En la mayoría de las personas existe una necesidad inherente
de festejar. En la medida que nos
volvemos más y más gregarios, más celebraciones quedan instituidas; la mayoría
de las veces son conmemoraciones patrióticas o sociales que han sido extendidas
por todo el mundo, al punto que, todos los días del año suenan bombos y
platillos para celebrar más de un evento: que por la Vida, por las ánimas, los
niños, por el padre y la madre, por las mascotas, la Paz, por la Amistad y la
Alegría, por el agua, por el cielo, por el infierno, por los ángeles y
demonios… y, todos, desde nuestras ventanas, ondeamos muy aconductados la
bandera o el banderín de turno y... pues... eso no es ni bueno ni malo, sobre
todo, si no llega al punto de meterse en los bolsillos y el presupuesto de cada
uno de nosotros.
Aunque he sido reacia a este tipo de “bullas”, hoy me uniré a
los festejos, recordando con amor algunas costumbres de mi madre.
ABUNDANCIAS O TRUQUITOS DE MI MADRE
1.
Fue paciente y hábil costurera. De arrumes de delantales
desechados, traídos del colegio de las monjas —piezas que desbarataba cuidado—,
diseñaba y luego cosía con miles de puntadas amorosas, alegrías, vestiditos y
piyamas para la inocencia sonrosada de aquellas cinco picardías.
2.
En una olla sin fondo y con unos pocos ajos, cocía potajes.
Sus ollas parecían de caucho blando, no importaba cuántos comensales le
llegaran de improviso, siempre había un puesto listo para cada uno, en su mesa.

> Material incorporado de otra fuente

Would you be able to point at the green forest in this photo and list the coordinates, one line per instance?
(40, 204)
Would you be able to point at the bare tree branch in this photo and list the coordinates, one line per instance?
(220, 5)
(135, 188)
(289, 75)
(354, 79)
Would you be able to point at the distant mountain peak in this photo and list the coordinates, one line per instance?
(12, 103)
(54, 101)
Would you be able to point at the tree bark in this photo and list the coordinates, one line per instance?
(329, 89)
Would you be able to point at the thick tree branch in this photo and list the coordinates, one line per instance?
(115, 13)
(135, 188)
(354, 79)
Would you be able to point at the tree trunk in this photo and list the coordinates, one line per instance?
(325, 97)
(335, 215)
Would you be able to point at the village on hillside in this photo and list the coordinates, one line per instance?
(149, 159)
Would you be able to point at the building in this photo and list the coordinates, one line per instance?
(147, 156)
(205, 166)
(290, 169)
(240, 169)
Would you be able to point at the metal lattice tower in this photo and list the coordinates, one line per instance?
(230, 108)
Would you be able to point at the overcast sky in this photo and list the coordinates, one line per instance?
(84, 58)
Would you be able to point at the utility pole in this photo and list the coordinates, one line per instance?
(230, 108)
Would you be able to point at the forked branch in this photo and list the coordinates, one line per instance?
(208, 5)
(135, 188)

El “secreto” de su abundancia se le zafaba algunas veces de manera espontánea
cuando decía muy contenta, — ¡siquiera llegaste a tiempo, aún no he destapado
la olla y puedo echarle más agüita!—. Así, los aromas de los alimentos cocidos
con amor y a fuego lento, se mezclaban con el apetito alegre de todos.
3.
Exprimía limones para preparar el aderezo de las ensaladas,
con las cáscaras despercudía sus manos y codos, además, endurecía sus uñas que
cuidaba con mucho esmero.
Hacía huevos batidos, luego limpiaba de las cáscaras los
restos de claras, las aplicaba en su cara para atezar la piel y la sonrisa.
4.
Cuando ella era muy joven, allá en la finca donde
vivieron por temporadas largas (aquella
casa donde nacimos tantos), a pleno sol lavaba la ropa de la casa pero cubría
la cabeza con un sombrero de ala ancha para cuidar su cara, también protegía lo
terso de sus brazos con camisas de manga larga. Era dulcemente vanidosa. He
oído a algunas de mis primas decir que no sabían cómo, haciendo tantas tareas
en la casa, mantuviera tan hermosas su piel, las manos y las uñas.
Estas son algunos de las
muchas marcas indelebles que nos dejaste, amada maestra.